On April 19, the Pomona College Committee on Social Responsibility officially recommended that the Board of Trustees divest Pomona’s separately managed funds from fossil fuels within five years and research the mechanics of divesting from its commingled funds within the next six months. Uncertainty about the consequences of divesting from the college’s commingled funds, which make up the bulk of the endowment, motivated the distinction made by the recommenders.
The committee, which advises President David Oxtoby how to vote in shareholder meetings, voted to pass four resolutions concerning divestment, which it shared with the Board the same day.
According to Pomona physics professor Thomas Moore, the nonvoting convener of the Committee on Social Responsibility, the committee considered the potential cost to the school before writing the four resolutions. But the effects of divestment are extremely uncertain, and Moore said the committee voted on the resolutions knowing that divestment’s price—or gain—could not be calculated.
The second resolution recommends that the Board of Trustees divest the college’s separately managed funds within five years. In the third resolution, the committee has requested that the Investment Committee of the Board of Trustees prepare a report that will estimate the effects of divestment from the commingled funds on the Pomona endowment within the next six months. The resolution acknowledges that there will be some uncertainty in the estimate and, as summarized by Moore, asks that the Board “estimate not only the losses and gains, but the uncertainties in those estimates.” The second resolution passed with five of the eight members voting in favor of it, while the other three abstained due to limited available information on the subject. The third resolution passed unanimously.
Separately managed funds include only Pomona’s money and are managed directly by the school. The commingled funds, managed by outside fund managers, account for about 92 percent of the endowment, and they usually include money from a variety of colleges, universities, and other institutions, making Pomona’s potential divestment from these funds more complicated.
Moore said that money managers may respond to large groups of institutions asking to divest but that Pomona’s divestment alone will not make a large statement to money managers since Pomona’s money would comprise a small percentage of the commingled fund.
“In the commingled funds, we cannot simply request that the fund manager divest because the manager is responsible to many other institutions, not just ours,” Moore said. “In order to divest, we would probably instead have to move our investments out of these commingled investment instruments altogether, at some cost to the college. That is part of what we are asking the Board to investigate [in our recommendations].”
The committee asked the board to determine how best to “maximally reduc[e] its investment exposure to fossil fuel companies in the commingled funds” in its fourth resolution, which also passed unanimously. The committee suggested possibly working with other institutions, such as colleges and universities, to divest as well in order to make a greater impact, but the resolution does not directly recommend that the Board of Trustees divest the commingled funds.

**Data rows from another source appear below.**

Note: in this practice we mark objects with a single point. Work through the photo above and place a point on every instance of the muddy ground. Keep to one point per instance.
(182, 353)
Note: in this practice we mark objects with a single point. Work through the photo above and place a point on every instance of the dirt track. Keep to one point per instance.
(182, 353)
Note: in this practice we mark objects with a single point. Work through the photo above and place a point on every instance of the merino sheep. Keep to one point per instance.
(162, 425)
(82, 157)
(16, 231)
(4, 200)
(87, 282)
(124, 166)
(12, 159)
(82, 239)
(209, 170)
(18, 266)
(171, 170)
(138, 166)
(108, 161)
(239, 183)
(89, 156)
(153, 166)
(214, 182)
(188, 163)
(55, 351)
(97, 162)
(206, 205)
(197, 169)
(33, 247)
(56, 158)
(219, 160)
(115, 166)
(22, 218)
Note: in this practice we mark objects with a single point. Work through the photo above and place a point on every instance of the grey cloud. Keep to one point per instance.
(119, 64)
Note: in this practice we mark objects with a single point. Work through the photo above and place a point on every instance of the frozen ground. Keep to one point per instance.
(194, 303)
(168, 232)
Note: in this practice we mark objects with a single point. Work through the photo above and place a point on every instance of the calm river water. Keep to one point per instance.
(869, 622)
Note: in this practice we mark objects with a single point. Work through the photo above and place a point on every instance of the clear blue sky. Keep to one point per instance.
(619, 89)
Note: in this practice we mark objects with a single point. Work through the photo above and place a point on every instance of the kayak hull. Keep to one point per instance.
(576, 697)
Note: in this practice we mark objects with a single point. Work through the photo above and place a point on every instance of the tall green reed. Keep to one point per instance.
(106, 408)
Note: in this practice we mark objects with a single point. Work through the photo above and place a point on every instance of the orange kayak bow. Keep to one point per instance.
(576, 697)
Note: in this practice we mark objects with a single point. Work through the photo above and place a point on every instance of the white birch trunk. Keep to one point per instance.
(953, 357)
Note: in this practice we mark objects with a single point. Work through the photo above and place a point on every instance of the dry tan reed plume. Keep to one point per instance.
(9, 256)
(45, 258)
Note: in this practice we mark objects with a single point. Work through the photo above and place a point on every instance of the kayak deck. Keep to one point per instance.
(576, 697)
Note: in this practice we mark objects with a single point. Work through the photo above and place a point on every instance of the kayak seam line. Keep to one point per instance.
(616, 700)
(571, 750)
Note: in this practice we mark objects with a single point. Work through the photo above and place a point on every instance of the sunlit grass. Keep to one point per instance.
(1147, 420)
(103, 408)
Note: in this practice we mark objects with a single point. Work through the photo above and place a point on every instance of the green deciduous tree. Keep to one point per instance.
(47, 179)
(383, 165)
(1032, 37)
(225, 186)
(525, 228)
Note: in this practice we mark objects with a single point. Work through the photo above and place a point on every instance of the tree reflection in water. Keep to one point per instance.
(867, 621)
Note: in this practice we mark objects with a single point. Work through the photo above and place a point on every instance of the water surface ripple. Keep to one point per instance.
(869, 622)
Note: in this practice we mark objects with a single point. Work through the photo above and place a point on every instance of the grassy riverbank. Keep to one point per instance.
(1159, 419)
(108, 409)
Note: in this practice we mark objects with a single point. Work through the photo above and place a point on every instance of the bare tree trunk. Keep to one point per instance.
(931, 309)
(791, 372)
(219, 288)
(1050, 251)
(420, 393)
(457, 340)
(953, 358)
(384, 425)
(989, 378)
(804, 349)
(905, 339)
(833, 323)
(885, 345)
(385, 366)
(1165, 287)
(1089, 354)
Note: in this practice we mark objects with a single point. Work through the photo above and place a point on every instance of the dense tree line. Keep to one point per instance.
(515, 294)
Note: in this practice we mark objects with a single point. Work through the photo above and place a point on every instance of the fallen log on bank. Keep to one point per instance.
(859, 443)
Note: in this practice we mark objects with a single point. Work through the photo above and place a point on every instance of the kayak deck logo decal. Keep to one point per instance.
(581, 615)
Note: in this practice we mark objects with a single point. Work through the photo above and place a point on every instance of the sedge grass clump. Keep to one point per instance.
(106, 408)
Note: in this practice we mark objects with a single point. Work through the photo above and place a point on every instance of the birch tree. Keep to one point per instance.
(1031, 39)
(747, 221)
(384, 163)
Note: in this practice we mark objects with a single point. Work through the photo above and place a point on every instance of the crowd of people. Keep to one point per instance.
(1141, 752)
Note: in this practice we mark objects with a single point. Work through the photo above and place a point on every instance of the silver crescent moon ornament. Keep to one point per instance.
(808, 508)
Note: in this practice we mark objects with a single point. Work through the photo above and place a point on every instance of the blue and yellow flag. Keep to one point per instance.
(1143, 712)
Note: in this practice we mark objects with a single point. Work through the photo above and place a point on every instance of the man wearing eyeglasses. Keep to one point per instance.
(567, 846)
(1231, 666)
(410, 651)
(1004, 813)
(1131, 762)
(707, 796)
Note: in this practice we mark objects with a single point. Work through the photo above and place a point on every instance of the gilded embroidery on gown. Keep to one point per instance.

The first resolution, passed unanimously, affirmed that climate change is “a crucial issue of grave and urgent moral import and recognizes that divestment in fossil fuel companies is a means to express our concern about the negative implications of climate change both for our planet and for this college.” The resolution also states that fossil fuel divestment is a means of communicating Pomona’s care for the environment to the greater community and that “divestment is consistent with the values of the Pomona College community.”
The committee hopes that the early date of their vote will give the board adequate time to review the recommendations before the May convening, though Moore said he would not be surprised if the Board requires more time to respond. The original committee voting date was scheduled for Wednesday, April 17, but was delayed due to the absence of a committee member and lack of written resolutions.
Moore said he believes Oxtoby and the Board will take their recommendations “very seriously,” as they have in the past.
According to Teresa Shaw, Special Assistant to the President, the board has yet to discuss the matter.
The recommendations followed a student vote in support of a resolution to divest, which passed with 78 percent approval during school-wide elections ending April 9. The Committee on Social Responsibility is composed of three Pomona faculty members, two staff members, and three students.